September 20, 2018

To kick off TBTT I decided to go big and redesign a piece of San Francisco history: the Muni logo. This logo has been redesigned in an unofficial capacity a number of times, and sometimes, with great controversy. In the late 90’s an Academy of Art College student’s design proposal was met with criticism from the SF design community and the city abandoned implementation. In 2014 local designer D.Kim addressed the formal inconsistencies of the original and created an elegant refresh.

The current logo, or more accurately the logotype was designed by Walter Landor in 1975. It is known as the ‘worm’ as it features an undulating worm-like movement of positive and negative space which define the letters m-u-n-i.

The idea of public transport worming its way through and around a city is appropriate but I would have explored other conceptual metaphors. Formally, I think the mark isĀ  unresolved. The “i” looks somewhat detached from the stylistic device used to render the other letterforms. I also think that the twisty, worm waves are spaced too tightly together, creating a dense form which diminishes legibility from distance and at smaller sizes. The variance in stroke thickness also adds to the dense and dated feel of the mark.

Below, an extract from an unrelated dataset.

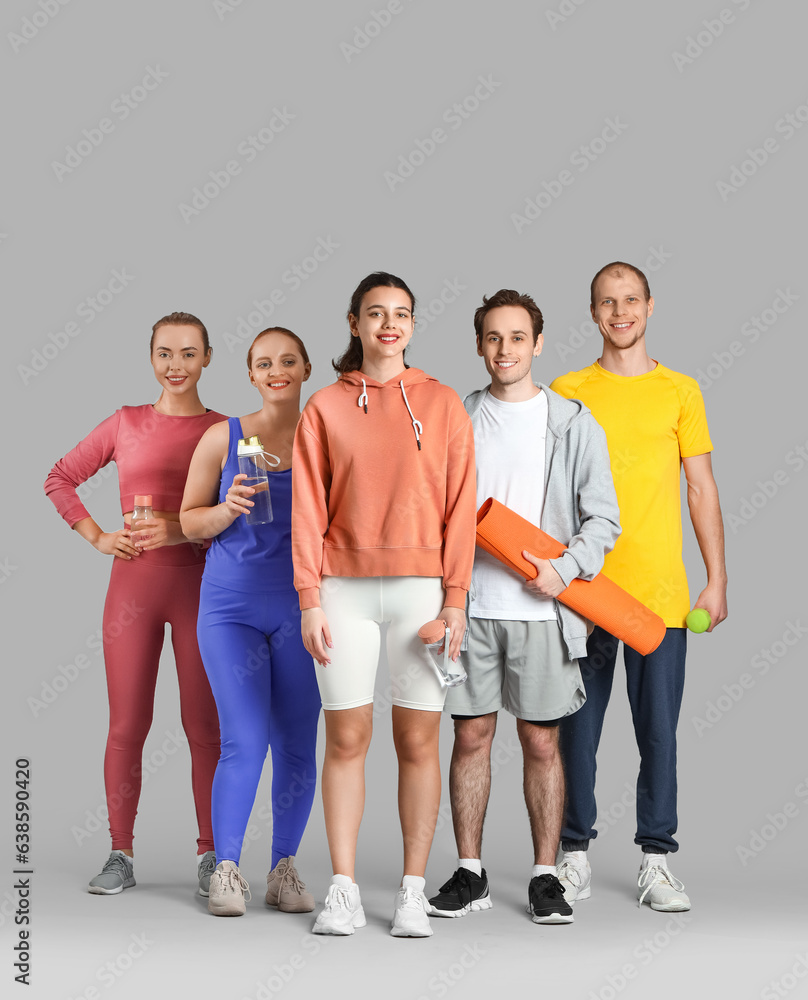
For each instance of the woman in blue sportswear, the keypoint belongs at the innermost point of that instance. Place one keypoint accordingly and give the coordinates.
(261, 676)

My goal in the redesign was to pay homage to the original, yet make something totally new and modern. I didn’t want to replicate an aggressive or sterile solution as evidenced by many public transit identities. My solution was to render an amorphous capital ‘M’ with soft, friendly flowing lines. Bisecting the shape is a wave-like detail that references the meandering worm in the original. The wave detail creates an upper and lower component. The upper component creates a lowercase ‘m’ and the lower component can be deconstructed to reveal the remaining ‘u’, ‘n’ and ‘i’ letters.

Red is a color of extremes, it energizes, ignites, evokes emotions both good and bad. In my opinion these traits should not be associated with public transportation. My redesign utilizes a more calming blue, cobalt color. The overall intent of this redesign was to create a timeless mark that conveys a safe, friendly, comfortable efficiency.